5995WX NUMA mode

I have an Asus Sage II motherboard with a 5995wx and 1TB Ram (2933MHz)

I am having a weird issue where it is doing very poor performance for a python based quality signal processing script. I have a few Dell R630s that have 88 threads each and they process about 3000 documents a second. My TR Pro machine (using the same version of software Ubuntu 20.04, python3.10, etc) starts out at doing like 11k documents a second and then slowly drops to 200 documents a second and maintains that speed. I have looked at cpu, disk, and RAM bottlenecks and nothing is coming back as the smoking gun. I started looking at NUMA configs and noticed that it shows as a single NUMA node. I tried changing it in the BIOS to NPS4 and on save, the machine reboots, turns off completely and then boots back up with the previous settings. I cannot get it to manually set the NUMA nodes per socket or be able to disable memory interleaving. I am on bios version 1501. Any ideas?

it is an ASUS Pro WS WRX80E-SAGE SE WIFI II, forgot to put the entire mobo model.

smells like memory dimm layout. what’s the dimm layout look like?

I’d also install lm sensors as it there’s hints of not good heatsink contact in the aroma too … could be thermals in general

2 Likes

The memory layout is:

Samsung 128GB DDR4-2933 (M393AAG40M3B-CYF) x 8

I currently have them water cooled (Bitspower 4 Dimm x2). But yeah… those guys get hot.

If it is a memory issue, would the CPU load not diminish as the RAM struggles to keep up? the CPU usage stays at 90% overall crunching 11k file a second, or 200 files a second. I was originally running the workload in a WSL2 instance, and switched to a native Ubuntu OS to rule out software/virtualization.

1 Like

I will try to either get an LM sensor on it (if I can find them) or maybe just shoot it with IR gun.

What I’m thinkin too

Exactly what I suspected from the rip.

You outlined multiple problems simultaneously
NUMA is related to RAM config

Declining performance is typically thermal throttling of some sort (or poor memory management in python)

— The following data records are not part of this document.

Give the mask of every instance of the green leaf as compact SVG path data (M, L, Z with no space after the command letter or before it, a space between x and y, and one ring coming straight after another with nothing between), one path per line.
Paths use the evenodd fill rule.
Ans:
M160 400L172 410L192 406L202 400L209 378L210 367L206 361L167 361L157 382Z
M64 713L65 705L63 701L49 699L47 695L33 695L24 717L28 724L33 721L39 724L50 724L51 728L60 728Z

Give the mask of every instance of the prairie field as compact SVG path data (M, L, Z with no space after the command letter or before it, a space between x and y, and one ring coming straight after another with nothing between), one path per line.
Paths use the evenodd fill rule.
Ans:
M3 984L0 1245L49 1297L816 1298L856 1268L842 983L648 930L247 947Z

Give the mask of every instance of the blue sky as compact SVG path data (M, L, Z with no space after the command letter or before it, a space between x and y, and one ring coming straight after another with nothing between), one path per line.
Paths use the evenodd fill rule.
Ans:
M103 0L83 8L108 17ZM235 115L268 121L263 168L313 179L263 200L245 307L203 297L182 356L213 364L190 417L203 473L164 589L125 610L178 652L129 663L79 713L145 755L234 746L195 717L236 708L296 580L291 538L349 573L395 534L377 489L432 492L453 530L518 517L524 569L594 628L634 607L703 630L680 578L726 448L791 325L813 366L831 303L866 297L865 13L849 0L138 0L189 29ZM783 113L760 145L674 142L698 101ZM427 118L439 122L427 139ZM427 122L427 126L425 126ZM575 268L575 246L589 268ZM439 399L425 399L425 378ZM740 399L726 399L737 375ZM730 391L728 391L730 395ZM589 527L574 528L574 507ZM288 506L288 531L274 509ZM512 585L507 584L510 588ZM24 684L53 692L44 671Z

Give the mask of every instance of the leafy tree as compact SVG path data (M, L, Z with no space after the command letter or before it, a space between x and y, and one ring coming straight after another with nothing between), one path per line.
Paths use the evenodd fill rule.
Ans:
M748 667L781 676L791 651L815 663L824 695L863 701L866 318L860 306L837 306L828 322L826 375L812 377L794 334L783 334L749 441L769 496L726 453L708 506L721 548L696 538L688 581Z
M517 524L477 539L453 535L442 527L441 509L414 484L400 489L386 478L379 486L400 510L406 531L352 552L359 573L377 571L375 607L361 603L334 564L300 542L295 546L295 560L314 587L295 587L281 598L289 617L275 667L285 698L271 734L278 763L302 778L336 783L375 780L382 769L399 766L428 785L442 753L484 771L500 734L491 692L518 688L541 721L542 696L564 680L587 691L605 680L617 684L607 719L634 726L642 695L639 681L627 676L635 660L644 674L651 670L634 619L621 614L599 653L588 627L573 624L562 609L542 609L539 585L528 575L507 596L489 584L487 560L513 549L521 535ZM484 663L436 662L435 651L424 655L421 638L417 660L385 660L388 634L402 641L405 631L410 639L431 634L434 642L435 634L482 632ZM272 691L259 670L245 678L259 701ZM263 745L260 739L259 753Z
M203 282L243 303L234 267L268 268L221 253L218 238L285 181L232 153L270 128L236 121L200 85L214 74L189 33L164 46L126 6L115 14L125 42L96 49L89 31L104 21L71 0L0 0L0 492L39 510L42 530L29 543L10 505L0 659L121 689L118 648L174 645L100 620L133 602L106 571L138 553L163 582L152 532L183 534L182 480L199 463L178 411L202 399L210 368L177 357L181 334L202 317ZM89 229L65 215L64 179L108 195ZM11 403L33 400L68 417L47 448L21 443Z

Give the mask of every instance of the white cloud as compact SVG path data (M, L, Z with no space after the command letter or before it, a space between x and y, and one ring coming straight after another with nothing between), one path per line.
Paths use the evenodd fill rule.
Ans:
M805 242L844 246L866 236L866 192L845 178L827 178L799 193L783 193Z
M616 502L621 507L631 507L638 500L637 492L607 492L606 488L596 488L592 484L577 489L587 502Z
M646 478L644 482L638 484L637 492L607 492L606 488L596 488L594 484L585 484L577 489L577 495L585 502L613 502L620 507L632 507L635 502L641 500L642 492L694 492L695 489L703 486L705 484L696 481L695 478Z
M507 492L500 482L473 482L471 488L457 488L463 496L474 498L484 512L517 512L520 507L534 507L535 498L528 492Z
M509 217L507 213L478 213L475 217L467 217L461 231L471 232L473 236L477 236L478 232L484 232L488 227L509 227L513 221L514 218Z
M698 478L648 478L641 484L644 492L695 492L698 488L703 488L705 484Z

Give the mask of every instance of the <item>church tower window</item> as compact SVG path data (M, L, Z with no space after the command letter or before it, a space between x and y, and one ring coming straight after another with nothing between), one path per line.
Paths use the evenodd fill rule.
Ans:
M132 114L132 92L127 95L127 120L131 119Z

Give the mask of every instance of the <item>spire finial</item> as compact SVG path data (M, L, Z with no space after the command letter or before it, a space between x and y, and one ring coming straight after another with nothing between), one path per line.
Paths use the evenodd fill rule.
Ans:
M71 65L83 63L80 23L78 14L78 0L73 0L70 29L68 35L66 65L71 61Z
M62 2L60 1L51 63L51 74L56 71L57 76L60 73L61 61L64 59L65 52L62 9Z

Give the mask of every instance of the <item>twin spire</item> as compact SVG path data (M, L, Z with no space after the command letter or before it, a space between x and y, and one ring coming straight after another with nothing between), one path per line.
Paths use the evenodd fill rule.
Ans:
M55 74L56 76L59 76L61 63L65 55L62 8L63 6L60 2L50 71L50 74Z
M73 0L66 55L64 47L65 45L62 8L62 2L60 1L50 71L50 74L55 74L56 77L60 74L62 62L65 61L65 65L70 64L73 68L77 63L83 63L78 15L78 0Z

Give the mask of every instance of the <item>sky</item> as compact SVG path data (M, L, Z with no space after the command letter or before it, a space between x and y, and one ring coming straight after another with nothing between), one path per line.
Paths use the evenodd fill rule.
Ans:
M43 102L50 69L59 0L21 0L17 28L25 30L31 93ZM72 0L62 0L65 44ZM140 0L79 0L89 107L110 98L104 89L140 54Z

Run some benchmarks and watch your clock speeds.

Sounds like a thermal throttle

ok, ill figure out how to monitor in ubuntu, and put it back under load. Ill share what I find!

1 Like

I cant seem to figure out how to get lm-sensors to see the RAM. I have Tctl, 2 Composites, and a Sensor 1 in psensor, and lm-sensors:
theskaz@KevenPC:~$ sensors
k10temp-pci-00c3
Adapter: PCI adapter
Tctl: +35.4°C

nvme-pci-2c00
Adapter: PCI adapter
Composite: +28.9°C (low = -20.1°C, high = +74.8°C)
(crit = +79.8°C)

nvme-pci-2d00
Adapter: PCI adapter
Composite: +58.9°C (low = -273.1°C, high = +71.8°C)
(crit = +84.8°C)
Sensor 1: +58.9°C (low = -273.1°C, high = +65261.8°C)

Here is so info. Screenshots below show the docs per second at the beginning, and then about 10 minutes later. You can see that I went from 12k to 1.5k in that time and the relative temps of the DIMMs and CPU at that time. The max on the dimms are 63, then the fans kicked in and brought it down. Keep in mind that this is all one watercooled system.


Watercooling loop. 2x 480MM rads.

as soon as I find my blower doodad ill clean it lol

after a couple of hours of running, it DIMMs range from 45-66C and CPU is 45C with the liquid at 31C. 7 dimms fall between 45-50C and one is an oddball at 66C. Also wanted to note that everything is extremely sluggish. for example, to enter htop in the terminal, it took over a minute.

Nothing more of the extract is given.